Next week, commissioners could approve spending more money for a fix.

PFOAs and PFOS are both in the same class of chemicals that have been deemed harmful by the EPA.

The health advisory limit for the PFOAs is at 70 parts per trillion.

Near the fire training complex in Stuart, groundwater tested at more than 34,000 parts per trillion.

Experts within the City of Stuart are confident firefighting foam, used for decades to put out fires, seeped into the groundwater over the years, causing the contamination. The product is no longer made with PFOAs as the chemicals have been banned from production in the United States.

Manufacturers of the product are also facing lawsuits for not disclosing the potential harm the PFOAs in the foam could cause to human health and public water systems.
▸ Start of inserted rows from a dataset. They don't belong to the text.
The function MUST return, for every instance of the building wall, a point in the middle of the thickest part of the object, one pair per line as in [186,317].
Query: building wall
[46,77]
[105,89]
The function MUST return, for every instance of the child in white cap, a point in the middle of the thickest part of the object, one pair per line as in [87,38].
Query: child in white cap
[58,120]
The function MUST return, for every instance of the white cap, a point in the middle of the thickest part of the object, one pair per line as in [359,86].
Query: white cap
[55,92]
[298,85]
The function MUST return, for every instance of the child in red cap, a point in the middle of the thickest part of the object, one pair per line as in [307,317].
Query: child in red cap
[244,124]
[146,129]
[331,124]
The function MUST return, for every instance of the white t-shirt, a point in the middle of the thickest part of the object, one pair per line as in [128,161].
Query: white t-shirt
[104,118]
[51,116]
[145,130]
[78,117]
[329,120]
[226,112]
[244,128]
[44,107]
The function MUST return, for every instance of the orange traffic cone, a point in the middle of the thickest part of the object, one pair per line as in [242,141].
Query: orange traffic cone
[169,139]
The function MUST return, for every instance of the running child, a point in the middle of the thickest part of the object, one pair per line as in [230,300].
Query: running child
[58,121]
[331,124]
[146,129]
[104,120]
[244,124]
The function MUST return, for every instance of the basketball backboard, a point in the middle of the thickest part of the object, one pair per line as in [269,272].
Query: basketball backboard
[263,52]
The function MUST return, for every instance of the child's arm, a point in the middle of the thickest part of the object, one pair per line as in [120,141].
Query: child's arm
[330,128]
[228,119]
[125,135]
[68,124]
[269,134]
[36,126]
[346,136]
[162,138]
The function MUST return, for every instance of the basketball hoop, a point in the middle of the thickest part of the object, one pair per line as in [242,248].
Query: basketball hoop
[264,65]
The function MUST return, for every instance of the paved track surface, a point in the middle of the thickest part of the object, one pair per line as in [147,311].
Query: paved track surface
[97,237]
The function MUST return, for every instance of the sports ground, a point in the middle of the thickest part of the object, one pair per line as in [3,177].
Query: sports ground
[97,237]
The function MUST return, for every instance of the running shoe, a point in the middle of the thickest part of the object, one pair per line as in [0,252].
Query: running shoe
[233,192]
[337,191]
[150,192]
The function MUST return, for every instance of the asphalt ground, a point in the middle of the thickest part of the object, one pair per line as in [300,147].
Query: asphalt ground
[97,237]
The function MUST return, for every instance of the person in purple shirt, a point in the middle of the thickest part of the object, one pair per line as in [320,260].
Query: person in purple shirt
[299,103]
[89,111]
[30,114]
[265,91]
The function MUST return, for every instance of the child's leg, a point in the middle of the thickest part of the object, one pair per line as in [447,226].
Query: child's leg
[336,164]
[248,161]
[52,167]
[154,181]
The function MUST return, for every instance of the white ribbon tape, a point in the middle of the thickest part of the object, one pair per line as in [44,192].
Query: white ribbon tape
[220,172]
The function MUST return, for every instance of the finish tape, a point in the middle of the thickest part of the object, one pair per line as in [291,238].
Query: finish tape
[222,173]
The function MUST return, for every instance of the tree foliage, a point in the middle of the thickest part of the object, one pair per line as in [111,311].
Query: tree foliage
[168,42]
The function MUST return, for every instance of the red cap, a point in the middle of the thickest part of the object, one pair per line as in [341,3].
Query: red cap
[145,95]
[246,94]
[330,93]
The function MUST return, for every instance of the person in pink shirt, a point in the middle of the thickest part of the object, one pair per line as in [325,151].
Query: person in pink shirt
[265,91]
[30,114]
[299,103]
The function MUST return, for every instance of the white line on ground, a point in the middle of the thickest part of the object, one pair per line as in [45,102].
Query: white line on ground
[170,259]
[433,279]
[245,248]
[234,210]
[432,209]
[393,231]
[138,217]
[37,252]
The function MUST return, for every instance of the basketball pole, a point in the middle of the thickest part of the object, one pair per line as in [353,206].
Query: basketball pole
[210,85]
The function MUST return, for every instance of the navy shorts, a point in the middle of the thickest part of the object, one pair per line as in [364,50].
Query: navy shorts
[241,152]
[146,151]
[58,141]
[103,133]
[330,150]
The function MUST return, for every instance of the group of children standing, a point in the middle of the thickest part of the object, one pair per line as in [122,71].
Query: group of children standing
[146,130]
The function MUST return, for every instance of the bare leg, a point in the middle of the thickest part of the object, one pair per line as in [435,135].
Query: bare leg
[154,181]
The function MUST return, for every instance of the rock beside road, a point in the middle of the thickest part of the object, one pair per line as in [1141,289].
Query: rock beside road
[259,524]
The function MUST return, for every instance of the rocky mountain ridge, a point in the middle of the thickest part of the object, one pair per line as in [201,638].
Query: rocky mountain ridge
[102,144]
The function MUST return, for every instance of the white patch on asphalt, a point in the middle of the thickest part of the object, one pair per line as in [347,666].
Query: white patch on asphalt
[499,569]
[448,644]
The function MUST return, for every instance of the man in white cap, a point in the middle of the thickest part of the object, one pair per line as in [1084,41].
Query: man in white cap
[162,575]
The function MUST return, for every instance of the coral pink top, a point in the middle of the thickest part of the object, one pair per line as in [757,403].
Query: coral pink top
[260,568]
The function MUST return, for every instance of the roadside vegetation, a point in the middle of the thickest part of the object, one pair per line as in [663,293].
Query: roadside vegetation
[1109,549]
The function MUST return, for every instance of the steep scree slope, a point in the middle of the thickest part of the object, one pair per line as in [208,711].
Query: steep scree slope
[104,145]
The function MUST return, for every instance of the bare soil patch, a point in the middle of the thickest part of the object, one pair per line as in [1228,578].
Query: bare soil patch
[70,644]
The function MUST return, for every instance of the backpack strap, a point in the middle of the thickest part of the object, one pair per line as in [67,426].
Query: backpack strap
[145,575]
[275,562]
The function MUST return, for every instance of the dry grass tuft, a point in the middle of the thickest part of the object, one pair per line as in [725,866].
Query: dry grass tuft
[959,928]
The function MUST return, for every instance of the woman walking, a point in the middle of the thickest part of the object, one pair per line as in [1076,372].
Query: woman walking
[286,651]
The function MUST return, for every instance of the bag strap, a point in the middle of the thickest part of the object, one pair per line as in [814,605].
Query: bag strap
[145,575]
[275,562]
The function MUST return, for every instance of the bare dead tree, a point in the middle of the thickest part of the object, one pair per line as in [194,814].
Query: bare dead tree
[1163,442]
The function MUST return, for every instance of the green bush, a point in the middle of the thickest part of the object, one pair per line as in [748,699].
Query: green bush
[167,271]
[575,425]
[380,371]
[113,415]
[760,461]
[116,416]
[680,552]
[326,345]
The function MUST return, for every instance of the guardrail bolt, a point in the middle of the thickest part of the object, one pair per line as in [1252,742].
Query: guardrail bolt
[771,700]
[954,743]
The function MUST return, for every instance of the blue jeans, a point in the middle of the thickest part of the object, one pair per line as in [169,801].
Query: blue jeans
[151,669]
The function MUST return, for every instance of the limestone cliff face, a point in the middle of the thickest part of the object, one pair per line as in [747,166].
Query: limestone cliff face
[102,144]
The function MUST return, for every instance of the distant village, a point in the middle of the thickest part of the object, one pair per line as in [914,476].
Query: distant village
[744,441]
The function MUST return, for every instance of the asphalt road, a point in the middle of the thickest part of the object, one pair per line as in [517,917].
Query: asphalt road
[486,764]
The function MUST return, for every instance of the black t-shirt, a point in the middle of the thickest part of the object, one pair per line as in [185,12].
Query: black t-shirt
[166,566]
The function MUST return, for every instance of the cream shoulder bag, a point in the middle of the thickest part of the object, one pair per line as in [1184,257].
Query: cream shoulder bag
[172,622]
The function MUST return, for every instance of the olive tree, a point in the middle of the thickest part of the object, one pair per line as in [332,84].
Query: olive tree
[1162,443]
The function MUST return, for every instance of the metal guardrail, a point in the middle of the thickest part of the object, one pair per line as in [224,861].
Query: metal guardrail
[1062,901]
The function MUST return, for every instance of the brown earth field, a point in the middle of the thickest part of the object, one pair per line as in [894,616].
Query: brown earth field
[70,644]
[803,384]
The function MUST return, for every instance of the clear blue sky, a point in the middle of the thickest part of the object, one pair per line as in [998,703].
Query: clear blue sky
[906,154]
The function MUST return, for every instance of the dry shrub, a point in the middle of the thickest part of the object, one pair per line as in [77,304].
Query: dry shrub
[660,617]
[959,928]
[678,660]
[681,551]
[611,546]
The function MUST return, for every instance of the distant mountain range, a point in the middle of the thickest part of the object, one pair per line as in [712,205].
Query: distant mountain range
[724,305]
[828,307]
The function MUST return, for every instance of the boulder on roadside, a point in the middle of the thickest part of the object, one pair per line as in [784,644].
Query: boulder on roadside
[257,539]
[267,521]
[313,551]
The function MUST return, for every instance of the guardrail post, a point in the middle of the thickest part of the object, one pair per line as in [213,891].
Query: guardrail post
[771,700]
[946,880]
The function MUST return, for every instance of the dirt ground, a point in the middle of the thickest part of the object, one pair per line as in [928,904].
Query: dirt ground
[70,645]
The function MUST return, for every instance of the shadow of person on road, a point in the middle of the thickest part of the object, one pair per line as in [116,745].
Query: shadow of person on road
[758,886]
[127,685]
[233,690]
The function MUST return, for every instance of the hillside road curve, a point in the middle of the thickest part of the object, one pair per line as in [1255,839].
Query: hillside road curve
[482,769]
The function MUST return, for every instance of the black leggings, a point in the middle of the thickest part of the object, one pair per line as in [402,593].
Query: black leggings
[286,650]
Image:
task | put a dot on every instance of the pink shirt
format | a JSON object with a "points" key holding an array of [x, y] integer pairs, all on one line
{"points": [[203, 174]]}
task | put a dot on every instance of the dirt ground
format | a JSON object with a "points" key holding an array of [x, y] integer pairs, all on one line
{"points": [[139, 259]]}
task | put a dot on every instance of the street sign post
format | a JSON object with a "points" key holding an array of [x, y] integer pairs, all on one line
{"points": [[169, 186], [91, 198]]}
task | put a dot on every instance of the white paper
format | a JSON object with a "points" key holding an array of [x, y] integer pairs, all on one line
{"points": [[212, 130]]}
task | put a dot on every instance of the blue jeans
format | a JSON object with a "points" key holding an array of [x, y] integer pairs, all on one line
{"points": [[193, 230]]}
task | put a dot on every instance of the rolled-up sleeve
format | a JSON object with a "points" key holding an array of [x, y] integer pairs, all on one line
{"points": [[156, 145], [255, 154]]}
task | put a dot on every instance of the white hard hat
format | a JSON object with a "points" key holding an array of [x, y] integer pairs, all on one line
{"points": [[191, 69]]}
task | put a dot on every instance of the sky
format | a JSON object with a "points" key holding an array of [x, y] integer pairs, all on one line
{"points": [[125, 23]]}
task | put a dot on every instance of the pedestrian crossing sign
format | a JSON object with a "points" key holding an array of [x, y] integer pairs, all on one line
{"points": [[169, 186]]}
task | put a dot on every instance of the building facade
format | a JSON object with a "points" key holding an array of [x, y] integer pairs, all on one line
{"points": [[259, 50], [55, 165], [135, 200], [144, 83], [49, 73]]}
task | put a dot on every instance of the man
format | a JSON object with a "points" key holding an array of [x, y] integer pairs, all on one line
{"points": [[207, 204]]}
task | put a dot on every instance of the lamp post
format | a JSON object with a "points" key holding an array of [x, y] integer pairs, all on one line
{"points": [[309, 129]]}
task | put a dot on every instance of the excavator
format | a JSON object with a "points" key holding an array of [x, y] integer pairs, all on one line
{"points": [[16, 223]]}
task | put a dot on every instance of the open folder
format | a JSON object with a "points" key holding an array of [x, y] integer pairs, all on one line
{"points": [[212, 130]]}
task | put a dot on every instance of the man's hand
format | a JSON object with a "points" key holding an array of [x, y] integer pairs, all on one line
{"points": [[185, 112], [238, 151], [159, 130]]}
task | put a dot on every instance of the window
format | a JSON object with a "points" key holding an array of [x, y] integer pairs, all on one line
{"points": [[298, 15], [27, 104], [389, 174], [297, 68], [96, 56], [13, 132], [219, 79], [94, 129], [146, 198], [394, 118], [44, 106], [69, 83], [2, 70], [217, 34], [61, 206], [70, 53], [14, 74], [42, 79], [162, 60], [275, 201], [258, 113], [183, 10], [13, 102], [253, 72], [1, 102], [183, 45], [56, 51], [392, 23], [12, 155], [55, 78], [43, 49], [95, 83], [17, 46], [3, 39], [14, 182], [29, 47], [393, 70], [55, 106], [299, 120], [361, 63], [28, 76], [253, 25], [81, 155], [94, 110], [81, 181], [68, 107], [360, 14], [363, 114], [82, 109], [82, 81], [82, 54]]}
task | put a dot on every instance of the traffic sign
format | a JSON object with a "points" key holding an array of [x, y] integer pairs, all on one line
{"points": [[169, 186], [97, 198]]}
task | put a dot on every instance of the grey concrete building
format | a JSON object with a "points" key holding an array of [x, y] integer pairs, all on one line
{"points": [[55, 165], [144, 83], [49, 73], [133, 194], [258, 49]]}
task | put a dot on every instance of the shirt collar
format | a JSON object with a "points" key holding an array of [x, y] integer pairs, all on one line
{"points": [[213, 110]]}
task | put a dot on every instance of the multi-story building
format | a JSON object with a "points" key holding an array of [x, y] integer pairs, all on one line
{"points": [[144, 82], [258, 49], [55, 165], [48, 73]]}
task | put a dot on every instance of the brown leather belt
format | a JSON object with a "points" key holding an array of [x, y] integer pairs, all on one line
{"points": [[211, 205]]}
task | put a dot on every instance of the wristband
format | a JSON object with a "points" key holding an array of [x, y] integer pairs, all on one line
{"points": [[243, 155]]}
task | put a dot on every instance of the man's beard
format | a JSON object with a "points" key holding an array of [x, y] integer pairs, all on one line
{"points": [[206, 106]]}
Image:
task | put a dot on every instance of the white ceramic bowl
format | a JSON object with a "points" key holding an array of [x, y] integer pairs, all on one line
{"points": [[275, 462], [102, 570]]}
The contamination can last indefinitely.

“Our concern is that it could continue to permeate through the soil and feed into raw water that we would use for water distribution,” City of Stuart spokesman, Ben Hogarth, has said.

The city is already working on a water treatment facility to clean the contaminants from the groundwater.

The Florida Department of Environmental Protection sent the city a letter saying it should take more groundwater and soil samples near the contamination site at the training complex.

The FDEP has also said there should be a review of all of the private water wells within 1/4 mile of the training facility. The agency also wants to see mapping of the groundwater completed so there is better tracking of where the contaminants might have spread or could spread.

That all comes to a price of more than $80,000, which will be proposed to city leaders Monday.